Answer in Geometry for solid mensuration #147373

Question #147373

A right circular cone is inscribed in a cube having a diagonal which
measures 20 square root of 3 cm.

3. What is the surface area of the cone?
4. What is the volume of the space between the cone and the cube?

Expert's answer

The diagonal $d$ of the cube with the side $a$ is

d^2=a^2+a^2+a^2=3a^2

d=\sqrt{3}a

Given $d=20\sqrt{3}\ cm.$

Then

a=\dfrac{d}{\sqrt{3}}=\dfrac{20\sqrt{3}}{\sqrt{3}}=20(cm)

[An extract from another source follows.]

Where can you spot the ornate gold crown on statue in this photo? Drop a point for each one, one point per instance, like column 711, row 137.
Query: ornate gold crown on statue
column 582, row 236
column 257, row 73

The radius $r$ of the circle inscribed in the square with the side $a$ is

r=\dfrac{a}{2}

Then we have the right circular cone inscribed in a cube with the side $a$

radius=r=\dfrac{a}{2}, \ height=h=a

Slant height $L$ is

L=\sqrt{r^2+h^2}=\sqrt{(\dfrac{a}{2})^2+a^2}=\dfrac{\sqrt{5}a}{2}

3. Surface area of a cone = Base Area + Curved Surface Area of a cone

A=\pi r^2+\pi rL

A=\pi((\dfrac{a}{2})^2+\dfrac{a}{2}(\dfrac{\sqrt{5}a}{2}))=\dfrac{\pi a^2}{4}(1+\sqrt{5})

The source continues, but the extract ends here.